The stock, which was listed at N9.50 has seen a steady drop that hit 95 kobo on Monday, September 26. As such, the market capitalisation of Caverton slid from N32 billion to N3.2 billion, meaning that investors in the company have lost N28.8 billion, Thisday reports.
The firm recently reported a loss of N2.422 billion for the half year ended June 30, 2016, compared with a profit of N1.093billion in the corresponding.
Caverton had sent a profit warning saying it would report lower earnings for the H1 of 2016. It had explained that the lower earnings resulted largely due to the unavoidable impact of the recent Naira devaluation which took place within the second quarter of the year.
It said the impact of the recent devaluation by the Central Bank of Nigeria (CBN) is expected to result in unrealised foreign translation loss arising largely from the groups’ dollar denominated borrowing used to finance core assets in both its helicopter and marine businesses.
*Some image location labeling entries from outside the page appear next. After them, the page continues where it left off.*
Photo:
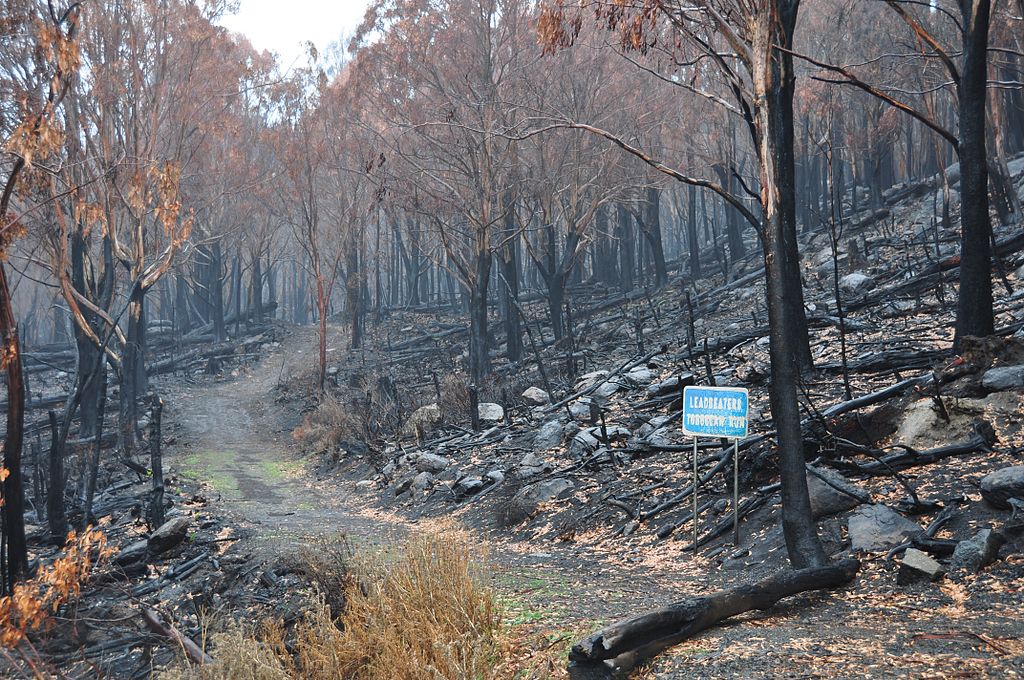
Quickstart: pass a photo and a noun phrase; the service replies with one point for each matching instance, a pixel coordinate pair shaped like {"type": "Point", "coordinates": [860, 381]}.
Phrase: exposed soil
{"type": "Point", "coordinates": [233, 435]}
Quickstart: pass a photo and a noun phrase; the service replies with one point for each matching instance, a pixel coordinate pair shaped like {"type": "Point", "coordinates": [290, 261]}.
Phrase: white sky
{"type": "Point", "coordinates": [285, 26]}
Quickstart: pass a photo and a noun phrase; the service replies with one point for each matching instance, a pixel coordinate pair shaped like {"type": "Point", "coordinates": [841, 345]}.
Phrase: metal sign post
{"type": "Point", "coordinates": [722, 413]}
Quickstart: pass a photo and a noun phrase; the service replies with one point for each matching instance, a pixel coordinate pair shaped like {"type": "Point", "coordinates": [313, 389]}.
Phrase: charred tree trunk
{"type": "Point", "coordinates": [974, 312]}
{"type": "Point", "coordinates": [652, 231]}
{"type": "Point", "coordinates": [256, 289]}
{"type": "Point", "coordinates": [479, 358]}
{"type": "Point", "coordinates": [773, 80]}
{"type": "Point", "coordinates": [627, 263]}
{"type": "Point", "coordinates": [508, 260]}
{"type": "Point", "coordinates": [15, 563]}
{"type": "Point", "coordinates": [614, 649]}
{"type": "Point", "coordinates": [691, 232]}
{"type": "Point", "coordinates": [133, 362]}
{"type": "Point", "coordinates": [55, 516]}
{"type": "Point", "coordinates": [217, 293]}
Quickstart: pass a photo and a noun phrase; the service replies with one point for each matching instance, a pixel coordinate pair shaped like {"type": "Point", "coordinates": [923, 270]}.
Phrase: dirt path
{"type": "Point", "coordinates": [229, 435]}
{"type": "Point", "coordinates": [232, 436]}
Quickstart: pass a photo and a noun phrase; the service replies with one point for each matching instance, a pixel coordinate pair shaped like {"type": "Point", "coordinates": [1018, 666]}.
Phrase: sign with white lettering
{"type": "Point", "coordinates": [715, 412]}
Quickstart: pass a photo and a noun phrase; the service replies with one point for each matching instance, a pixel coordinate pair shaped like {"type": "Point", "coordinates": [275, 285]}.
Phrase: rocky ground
{"type": "Point", "coordinates": [577, 479]}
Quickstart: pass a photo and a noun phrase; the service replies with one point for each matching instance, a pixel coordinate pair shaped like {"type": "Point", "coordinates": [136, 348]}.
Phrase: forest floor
{"type": "Point", "coordinates": [236, 435]}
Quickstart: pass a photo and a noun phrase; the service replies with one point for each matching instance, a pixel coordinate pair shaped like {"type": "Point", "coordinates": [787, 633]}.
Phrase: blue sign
{"type": "Point", "coordinates": [715, 412]}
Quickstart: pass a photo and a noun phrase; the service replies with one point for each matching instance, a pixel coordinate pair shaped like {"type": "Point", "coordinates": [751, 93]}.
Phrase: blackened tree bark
{"type": "Point", "coordinates": [974, 312]}
{"type": "Point", "coordinates": [182, 316]}
{"type": "Point", "coordinates": [650, 224]}
{"type": "Point", "coordinates": [216, 283]}
{"type": "Point", "coordinates": [605, 266]}
{"type": "Point", "coordinates": [733, 220]}
{"type": "Point", "coordinates": [627, 263]}
{"type": "Point", "coordinates": [508, 265]}
{"type": "Point", "coordinates": [779, 128]}
{"type": "Point", "coordinates": [256, 288]}
{"type": "Point", "coordinates": [16, 563]}
{"type": "Point", "coordinates": [479, 357]}
{"type": "Point", "coordinates": [773, 77]}
{"type": "Point", "coordinates": [691, 232]}
{"type": "Point", "coordinates": [132, 362]}
{"type": "Point", "coordinates": [353, 298]}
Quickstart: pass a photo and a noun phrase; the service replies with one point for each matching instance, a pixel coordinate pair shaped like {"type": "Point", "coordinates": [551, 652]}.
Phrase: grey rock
{"type": "Point", "coordinates": [422, 481]}
{"type": "Point", "coordinates": [133, 552]}
{"type": "Point", "coordinates": [530, 466]}
{"type": "Point", "coordinates": [652, 424]}
{"type": "Point", "coordinates": [430, 463]}
{"type": "Point", "coordinates": [1004, 484]}
{"type": "Point", "coordinates": [606, 389]}
{"type": "Point", "coordinates": [918, 565]}
{"type": "Point", "coordinates": [550, 435]}
{"type": "Point", "coordinates": [580, 409]}
{"type": "Point", "coordinates": [469, 485]}
{"type": "Point", "coordinates": [491, 412]}
{"type": "Point", "coordinates": [832, 493]}
{"type": "Point", "coordinates": [672, 385]}
{"type": "Point", "coordinates": [527, 500]}
{"type": "Point", "coordinates": [641, 375]}
{"type": "Point", "coordinates": [584, 442]}
{"type": "Point", "coordinates": [169, 535]}
{"type": "Point", "coordinates": [1004, 378]}
{"type": "Point", "coordinates": [536, 396]}
{"type": "Point", "coordinates": [856, 283]}
{"type": "Point", "coordinates": [977, 552]}
{"type": "Point", "coordinates": [875, 527]}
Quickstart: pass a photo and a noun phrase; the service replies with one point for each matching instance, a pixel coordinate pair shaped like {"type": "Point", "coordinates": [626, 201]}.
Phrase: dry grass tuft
{"type": "Point", "coordinates": [324, 428]}
{"type": "Point", "coordinates": [428, 614]}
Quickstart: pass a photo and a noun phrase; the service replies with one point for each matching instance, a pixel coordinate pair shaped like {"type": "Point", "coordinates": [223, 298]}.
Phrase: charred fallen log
{"type": "Point", "coordinates": [614, 649]}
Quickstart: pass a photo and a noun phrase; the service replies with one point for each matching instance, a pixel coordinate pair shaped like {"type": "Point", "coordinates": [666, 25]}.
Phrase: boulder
{"type": "Point", "coordinates": [832, 493]}
{"type": "Point", "coordinates": [491, 412]}
{"type": "Point", "coordinates": [672, 385]}
{"type": "Point", "coordinates": [1004, 378]}
{"type": "Point", "coordinates": [536, 396]}
{"type": "Point", "coordinates": [469, 485]}
{"type": "Point", "coordinates": [876, 527]}
{"type": "Point", "coordinates": [133, 552]}
{"type": "Point", "coordinates": [430, 463]}
{"type": "Point", "coordinates": [918, 565]}
{"type": "Point", "coordinates": [531, 465]}
{"type": "Point", "coordinates": [581, 409]}
{"type": "Point", "coordinates": [584, 442]}
{"type": "Point", "coordinates": [422, 482]}
{"type": "Point", "coordinates": [1004, 484]}
{"type": "Point", "coordinates": [169, 535]}
{"type": "Point", "coordinates": [590, 379]}
{"type": "Point", "coordinates": [550, 435]}
{"type": "Point", "coordinates": [607, 388]}
{"type": "Point", "coordinates": [423, 418]}
{"type": "Point", "coordinates": [641, 375]}
{"type": "Point", "coordinates": [856, 283]}
{"type": "Point", "coordinates": [977, 552]}
{"type": "Point", "coordinates": [528, 499]}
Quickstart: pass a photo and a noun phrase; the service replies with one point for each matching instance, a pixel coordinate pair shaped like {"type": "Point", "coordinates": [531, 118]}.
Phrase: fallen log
{"type": "Point", "coordinates": [613, 650]}
{"type": "Point", "coordinates": [192, 649]}
{"type": "Point", "coordinates": [980, 441]}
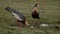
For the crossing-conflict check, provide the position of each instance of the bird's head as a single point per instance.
(26, 23)
(36, 5)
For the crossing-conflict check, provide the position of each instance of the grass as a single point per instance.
(49, 12)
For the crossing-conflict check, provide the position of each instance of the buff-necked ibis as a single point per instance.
(35, 13)
(19, 16)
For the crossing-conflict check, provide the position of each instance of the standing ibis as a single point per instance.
(35, 13)
(19, 16)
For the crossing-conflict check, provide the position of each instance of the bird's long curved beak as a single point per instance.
(26, 23)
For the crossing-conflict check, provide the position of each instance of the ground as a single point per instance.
(49, 12)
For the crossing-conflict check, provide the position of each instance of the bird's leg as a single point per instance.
(18, 24)
(26, 23)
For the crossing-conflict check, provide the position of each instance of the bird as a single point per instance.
(18, 15)
(35, 13)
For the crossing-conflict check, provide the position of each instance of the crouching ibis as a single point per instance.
(19, 16)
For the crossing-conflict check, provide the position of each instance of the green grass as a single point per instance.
(49, 12)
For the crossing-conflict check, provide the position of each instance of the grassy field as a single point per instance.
(49, 12)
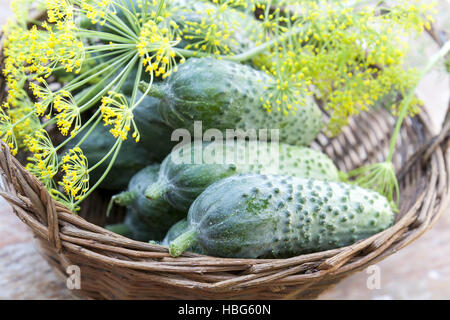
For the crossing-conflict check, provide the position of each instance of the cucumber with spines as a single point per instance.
(146, 220)
(175, 231)
(181, 178)
(260, 216)
(227, 95)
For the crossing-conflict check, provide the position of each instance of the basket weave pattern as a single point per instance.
(114, 267)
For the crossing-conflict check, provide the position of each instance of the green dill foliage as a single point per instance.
(348, 53)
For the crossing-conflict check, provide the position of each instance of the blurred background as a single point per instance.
(419, 271)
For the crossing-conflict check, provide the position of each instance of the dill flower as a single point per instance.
(6, 130)
(350, 56)
(116, 112)
(44, 163)
(76, 174)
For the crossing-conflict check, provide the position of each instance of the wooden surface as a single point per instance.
(419, 271)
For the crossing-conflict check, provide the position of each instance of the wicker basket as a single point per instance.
(114, 267)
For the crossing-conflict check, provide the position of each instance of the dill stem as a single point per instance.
(440, 54)
(117, 145)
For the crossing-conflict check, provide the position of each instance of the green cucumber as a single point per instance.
(188, 171)
(227, 95)
(146, 220)
(155, 144)
(175, 231)
(259, 216)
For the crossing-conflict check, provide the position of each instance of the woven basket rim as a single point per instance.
(66, 232)
(63, 234)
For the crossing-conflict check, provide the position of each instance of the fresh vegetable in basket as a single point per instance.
(155, 145)
(189, 170)
(224, 94)
(176, 230)
(264, 216)
(146, 220)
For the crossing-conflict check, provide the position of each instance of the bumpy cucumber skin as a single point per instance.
(177, 229)
(149, 220)
(183, 182)
(154, 146)
(258, 216)
(226, 95)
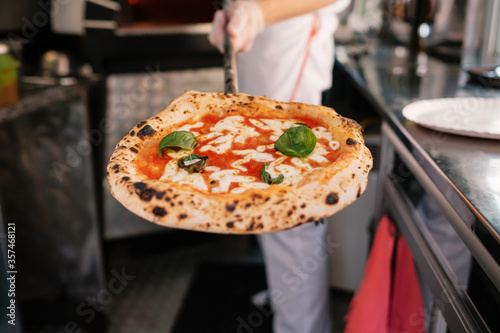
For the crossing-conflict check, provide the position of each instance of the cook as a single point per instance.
(286, 52)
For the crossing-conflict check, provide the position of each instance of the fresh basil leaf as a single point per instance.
(178, 139)
(266, 176)
(297, 141)
(193, 163)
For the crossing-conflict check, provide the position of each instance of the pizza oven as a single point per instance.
(129, 35)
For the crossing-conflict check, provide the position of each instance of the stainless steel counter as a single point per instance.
(460, 174)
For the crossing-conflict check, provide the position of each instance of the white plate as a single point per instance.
(470, 116)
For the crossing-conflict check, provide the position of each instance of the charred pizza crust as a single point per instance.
(320, 193)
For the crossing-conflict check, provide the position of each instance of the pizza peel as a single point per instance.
(230, 75)
(259, 211)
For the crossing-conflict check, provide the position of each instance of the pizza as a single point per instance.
(239, 164)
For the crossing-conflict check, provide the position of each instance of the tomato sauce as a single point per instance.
(149, 163)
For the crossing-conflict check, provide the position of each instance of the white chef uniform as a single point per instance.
(292, 60)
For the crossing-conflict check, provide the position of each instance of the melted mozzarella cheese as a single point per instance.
(194, 179)
(231, 130)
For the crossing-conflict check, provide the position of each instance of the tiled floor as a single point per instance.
(162, 268)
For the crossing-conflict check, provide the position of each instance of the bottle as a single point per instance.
(9, 87)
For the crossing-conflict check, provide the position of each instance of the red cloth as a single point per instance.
(389, 299)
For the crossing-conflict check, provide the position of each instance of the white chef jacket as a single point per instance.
(293, 60)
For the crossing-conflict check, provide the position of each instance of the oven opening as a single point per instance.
(165, 16)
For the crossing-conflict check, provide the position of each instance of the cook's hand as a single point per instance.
(246, 21)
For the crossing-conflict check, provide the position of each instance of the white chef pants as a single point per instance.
(293, 61)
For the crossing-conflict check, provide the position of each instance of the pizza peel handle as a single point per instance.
(230, 78)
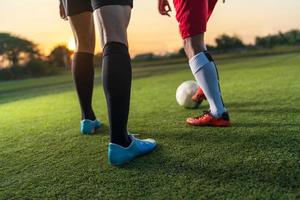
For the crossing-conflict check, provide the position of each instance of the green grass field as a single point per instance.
(43, 155)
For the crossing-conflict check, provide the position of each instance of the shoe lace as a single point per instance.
(205, 113)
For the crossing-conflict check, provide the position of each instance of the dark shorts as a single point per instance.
(75, 7)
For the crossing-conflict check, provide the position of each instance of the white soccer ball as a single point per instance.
(185, 92)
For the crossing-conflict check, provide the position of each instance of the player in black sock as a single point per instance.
(113, 18)
(116, 70)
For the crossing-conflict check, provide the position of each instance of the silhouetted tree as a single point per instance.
(226, 42)
(16, 49)
(288, 38)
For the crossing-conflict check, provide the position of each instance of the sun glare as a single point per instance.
(71, 44)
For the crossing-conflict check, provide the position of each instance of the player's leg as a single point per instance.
(193, 19)
(206, 74)
(117, 76)
(82, 23)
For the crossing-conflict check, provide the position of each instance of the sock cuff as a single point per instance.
(115, 48)
(199, 61)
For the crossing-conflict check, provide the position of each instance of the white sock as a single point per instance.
(206, 75)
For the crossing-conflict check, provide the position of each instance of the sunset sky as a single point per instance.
(38, 20)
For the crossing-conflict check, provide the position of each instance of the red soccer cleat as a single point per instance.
(199, 96)
(208, 120)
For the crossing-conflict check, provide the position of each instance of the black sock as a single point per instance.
(117, 77)
(83, 75)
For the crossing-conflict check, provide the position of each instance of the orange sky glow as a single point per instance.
(149, 32)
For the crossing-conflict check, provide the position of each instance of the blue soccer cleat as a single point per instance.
(88, 127)
(118, 155)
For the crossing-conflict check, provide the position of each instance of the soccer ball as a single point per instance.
(185, 92)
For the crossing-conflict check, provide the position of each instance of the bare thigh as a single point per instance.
(114, 21)
(84, 31)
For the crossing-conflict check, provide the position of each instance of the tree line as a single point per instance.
(21, 58)
(226, 43)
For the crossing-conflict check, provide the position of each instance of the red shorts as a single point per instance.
(193, 15)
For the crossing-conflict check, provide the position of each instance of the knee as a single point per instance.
(115, 34)
(193, 47)
(86, 45)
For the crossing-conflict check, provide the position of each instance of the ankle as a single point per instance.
(124, 142)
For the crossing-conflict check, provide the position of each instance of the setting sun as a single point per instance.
(71, 44)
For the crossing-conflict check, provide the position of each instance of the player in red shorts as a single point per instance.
(193, 16)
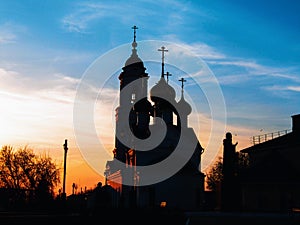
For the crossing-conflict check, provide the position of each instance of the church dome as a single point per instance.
(134, 66)
(183, 106)
(162, 90)
(143, 106)
(134, 57)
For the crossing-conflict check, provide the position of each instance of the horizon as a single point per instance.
(46, 47)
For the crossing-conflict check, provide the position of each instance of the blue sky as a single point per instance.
(252, 47)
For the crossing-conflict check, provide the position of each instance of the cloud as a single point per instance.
(89, 12)
(283, 88)
(9, 32)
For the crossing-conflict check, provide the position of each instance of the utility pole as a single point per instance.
(65, 145)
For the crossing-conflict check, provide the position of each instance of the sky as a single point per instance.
(251, 48)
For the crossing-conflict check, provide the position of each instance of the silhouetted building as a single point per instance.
(272, 181)
(229, 187)
(184, 189)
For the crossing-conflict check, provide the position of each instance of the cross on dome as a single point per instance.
(168, 75)
(182, 80)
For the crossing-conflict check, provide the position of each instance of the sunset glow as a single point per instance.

When the H1 results were reported last week, it showed a revenue of N9.143 billion in 2016, down from N11.908 billion in 2015. Gross profit stood at N3.091 billion, down from N5.114 billion. Indirect operating (administrative) expenses rose to N5.031 billion, compared with N 3.233 billion in 2015. Earnings before interest and tax was negative N1.624 billion, compared with a positive N2.582 billion. Caverton ended the period with loss after tax of N2.432 billion, as against a profit of N1.093 billion.